Published in PNAS, the research reports that these features correlate with the high fatality rate of these coronaviruses as well as their ability to switch hosts from animals to humans.
They identified features that could represent crucial elements of coronavirus virulence and allow for detecting animal coronaviruses that have the potential to make the jump to humans in the future.
Using an integrated approach that included machine-learning and comparative genomics, authors Ayal B. Gussow, Noam Auslander, Guilhem Faure, Yuri I. Wolf, Feng Zhang, and Eugene V. Koonin identified three previously undetected likely determinants of pathogenicity and zoonotic transmission.

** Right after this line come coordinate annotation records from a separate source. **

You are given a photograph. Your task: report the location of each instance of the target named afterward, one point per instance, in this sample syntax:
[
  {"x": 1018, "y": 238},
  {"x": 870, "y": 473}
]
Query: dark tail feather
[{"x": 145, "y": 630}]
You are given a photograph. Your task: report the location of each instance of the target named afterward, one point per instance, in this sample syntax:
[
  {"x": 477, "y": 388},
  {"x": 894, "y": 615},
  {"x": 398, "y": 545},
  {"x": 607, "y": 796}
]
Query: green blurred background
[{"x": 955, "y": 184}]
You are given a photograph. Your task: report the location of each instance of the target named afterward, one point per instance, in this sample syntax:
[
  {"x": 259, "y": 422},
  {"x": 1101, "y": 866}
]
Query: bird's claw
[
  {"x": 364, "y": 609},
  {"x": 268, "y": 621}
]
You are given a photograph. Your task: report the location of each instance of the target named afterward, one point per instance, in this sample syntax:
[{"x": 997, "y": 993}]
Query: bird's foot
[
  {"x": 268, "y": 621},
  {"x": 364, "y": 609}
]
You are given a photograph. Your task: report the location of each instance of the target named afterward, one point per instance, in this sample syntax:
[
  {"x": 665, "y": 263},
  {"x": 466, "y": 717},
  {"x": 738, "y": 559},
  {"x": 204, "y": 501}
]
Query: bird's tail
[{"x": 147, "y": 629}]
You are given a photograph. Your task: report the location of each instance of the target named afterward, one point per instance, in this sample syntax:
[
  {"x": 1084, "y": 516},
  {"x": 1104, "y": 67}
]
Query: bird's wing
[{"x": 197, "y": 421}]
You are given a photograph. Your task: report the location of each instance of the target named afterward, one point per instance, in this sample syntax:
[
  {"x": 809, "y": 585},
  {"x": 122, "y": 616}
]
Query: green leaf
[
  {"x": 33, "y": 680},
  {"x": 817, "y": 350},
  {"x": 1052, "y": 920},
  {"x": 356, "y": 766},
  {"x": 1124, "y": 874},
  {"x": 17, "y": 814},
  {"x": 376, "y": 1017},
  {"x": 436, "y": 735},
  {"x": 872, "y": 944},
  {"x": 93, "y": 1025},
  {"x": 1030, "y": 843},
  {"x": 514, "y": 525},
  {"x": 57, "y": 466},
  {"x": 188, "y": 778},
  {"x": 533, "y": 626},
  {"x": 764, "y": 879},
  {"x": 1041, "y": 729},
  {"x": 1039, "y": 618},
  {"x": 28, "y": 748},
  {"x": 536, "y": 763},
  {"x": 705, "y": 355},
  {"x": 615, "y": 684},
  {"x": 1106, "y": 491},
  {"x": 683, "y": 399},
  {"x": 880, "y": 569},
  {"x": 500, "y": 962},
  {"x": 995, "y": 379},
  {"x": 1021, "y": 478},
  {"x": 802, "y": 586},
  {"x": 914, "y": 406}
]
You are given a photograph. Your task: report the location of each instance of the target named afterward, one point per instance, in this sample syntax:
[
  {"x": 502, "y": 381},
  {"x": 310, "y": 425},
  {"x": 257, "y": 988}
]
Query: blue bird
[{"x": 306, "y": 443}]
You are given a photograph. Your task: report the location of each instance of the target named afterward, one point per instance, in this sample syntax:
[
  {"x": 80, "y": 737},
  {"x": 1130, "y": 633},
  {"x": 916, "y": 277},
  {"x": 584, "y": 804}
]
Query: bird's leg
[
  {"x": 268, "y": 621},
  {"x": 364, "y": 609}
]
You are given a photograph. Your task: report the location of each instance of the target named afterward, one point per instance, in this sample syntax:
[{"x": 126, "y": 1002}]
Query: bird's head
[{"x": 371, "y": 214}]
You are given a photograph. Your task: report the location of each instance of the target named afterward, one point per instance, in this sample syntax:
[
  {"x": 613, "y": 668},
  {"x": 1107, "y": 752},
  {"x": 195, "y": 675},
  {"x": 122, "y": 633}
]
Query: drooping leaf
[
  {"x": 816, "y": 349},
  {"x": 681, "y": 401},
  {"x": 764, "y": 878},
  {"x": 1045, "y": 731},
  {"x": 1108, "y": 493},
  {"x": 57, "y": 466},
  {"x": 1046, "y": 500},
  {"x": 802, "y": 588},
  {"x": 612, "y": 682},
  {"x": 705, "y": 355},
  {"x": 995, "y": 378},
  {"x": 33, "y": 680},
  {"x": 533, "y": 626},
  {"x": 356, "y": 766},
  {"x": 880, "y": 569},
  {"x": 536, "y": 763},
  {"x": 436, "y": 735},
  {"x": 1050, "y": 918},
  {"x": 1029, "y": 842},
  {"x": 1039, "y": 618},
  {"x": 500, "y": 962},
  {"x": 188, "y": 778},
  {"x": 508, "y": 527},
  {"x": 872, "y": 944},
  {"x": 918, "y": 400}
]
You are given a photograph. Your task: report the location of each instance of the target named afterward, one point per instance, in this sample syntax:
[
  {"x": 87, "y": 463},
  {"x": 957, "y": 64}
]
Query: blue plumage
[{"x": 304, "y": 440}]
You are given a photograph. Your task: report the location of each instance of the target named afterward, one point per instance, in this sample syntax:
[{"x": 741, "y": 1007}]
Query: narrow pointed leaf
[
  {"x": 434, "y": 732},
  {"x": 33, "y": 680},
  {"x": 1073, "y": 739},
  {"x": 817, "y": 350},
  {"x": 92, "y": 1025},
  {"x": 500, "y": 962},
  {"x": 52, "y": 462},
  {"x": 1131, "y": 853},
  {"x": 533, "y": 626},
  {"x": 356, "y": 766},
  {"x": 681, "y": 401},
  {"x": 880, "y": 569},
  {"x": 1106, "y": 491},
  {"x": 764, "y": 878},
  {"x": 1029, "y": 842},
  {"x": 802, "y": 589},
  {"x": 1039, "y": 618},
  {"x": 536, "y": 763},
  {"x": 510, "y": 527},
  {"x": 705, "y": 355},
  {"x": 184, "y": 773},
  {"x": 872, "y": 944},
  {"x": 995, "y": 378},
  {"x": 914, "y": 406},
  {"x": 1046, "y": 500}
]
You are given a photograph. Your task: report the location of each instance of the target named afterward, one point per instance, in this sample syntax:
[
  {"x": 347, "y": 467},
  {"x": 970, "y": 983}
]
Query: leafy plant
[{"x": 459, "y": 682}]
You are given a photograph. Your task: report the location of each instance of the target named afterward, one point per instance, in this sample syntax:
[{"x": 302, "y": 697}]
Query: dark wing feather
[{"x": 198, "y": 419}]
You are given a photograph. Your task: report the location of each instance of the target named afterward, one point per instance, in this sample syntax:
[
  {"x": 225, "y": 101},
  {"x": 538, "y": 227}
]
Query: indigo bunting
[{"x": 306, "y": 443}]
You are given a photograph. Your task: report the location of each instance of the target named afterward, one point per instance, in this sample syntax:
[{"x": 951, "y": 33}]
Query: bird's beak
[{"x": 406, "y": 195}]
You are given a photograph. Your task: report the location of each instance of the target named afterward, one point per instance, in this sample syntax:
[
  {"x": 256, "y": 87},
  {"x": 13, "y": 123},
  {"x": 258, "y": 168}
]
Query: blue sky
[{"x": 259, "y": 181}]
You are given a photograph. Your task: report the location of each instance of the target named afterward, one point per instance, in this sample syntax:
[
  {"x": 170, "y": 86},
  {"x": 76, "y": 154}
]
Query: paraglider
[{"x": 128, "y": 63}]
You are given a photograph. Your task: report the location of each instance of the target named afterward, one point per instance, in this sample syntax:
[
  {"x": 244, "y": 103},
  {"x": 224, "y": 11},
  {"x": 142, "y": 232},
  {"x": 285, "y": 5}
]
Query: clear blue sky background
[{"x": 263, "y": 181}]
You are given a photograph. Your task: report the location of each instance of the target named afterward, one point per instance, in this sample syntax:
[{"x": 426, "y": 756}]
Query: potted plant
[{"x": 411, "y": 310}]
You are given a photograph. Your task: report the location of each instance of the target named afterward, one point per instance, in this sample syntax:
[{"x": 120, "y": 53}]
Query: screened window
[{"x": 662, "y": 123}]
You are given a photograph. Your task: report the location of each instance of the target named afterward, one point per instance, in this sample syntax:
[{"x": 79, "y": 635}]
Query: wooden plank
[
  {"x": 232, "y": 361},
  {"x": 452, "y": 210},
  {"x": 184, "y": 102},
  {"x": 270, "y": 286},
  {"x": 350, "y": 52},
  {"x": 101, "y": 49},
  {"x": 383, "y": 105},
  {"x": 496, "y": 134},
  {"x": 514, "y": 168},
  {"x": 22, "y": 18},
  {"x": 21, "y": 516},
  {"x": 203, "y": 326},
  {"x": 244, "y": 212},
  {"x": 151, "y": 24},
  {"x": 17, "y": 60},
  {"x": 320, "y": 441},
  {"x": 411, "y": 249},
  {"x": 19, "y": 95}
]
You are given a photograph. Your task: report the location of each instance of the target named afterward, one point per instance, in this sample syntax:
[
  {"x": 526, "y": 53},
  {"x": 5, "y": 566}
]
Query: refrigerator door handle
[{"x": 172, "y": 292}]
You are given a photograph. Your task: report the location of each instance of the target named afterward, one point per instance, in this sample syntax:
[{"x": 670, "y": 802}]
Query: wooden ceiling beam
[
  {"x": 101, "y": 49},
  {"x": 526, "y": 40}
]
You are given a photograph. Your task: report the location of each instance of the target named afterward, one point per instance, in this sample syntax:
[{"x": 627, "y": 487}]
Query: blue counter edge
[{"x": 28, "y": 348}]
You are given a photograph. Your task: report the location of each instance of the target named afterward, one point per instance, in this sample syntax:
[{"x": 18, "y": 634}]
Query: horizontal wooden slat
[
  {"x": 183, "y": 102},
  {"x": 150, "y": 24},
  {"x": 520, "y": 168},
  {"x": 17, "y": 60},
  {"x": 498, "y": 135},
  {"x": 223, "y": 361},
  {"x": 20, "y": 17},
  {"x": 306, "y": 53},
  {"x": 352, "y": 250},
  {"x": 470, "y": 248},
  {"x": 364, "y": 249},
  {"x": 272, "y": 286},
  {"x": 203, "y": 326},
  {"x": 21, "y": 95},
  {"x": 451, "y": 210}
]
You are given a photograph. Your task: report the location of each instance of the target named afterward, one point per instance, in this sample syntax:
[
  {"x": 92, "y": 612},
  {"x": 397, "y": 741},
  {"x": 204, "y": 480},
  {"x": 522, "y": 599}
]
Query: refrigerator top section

These features include enhancement of the nuclear localization signals (NLS) in the nucleocapsid protein and distinct inserts in the spike glycoprotein that appears to be associated with a high case fatality rate of these coronaviruses as well as the host switch from animals to humans.
The identified features could be crucial contributors to coronavirus pathogenicity and possible targets for diagnostics, prognostication, and interventions.
The enhancement of the NLS in the three coronaviruses that can cause severe diseases (hereafter high-CFR coronaviruses) ) nucleocapsids implies an important role of the subcellular localization of the nucleocapsid protein in coronavirus pathogenicity.
Strikingly, insertions in the spike protein appear to have been acquired independently by the SARS and MERS clades of the high-CFR coronaviruses, in both the domain involved in virus-cell fusion and the domain mediating receptor recognition.
The gradual enhancement of the NLS in the nucleocapsids and the different insertions in the spike protein of the high-CFR coronaviruses imply that these changes do not reflect a single event that occurred in the common ancestor, but rather a convergent trend in the evolution of the high-CFR viruses.
These insertions, most likely, enhance the pathogenicity of the high-CFR viruses and contribute to their ability to zoonotically transmit to humans.
All of these features are shared by the high-CFR coronaviruses and their animal (in particular, bat) infecting relatives in the same clade, which demonstrates that the emergence of SARS-CoV-2 is a natural part of the ongoing coronavirus evolution and is compatible with the possibility of future zoonotic transmission of additional highly pathogenic strains to humans.
The predictions made through this analysis unveil potential critical features in the mechanism of SARS-CoV-2 virulence and its evolutionary history, are amenable to straightforward experimental validation and could serve as predictors of strains pathogenic to humans.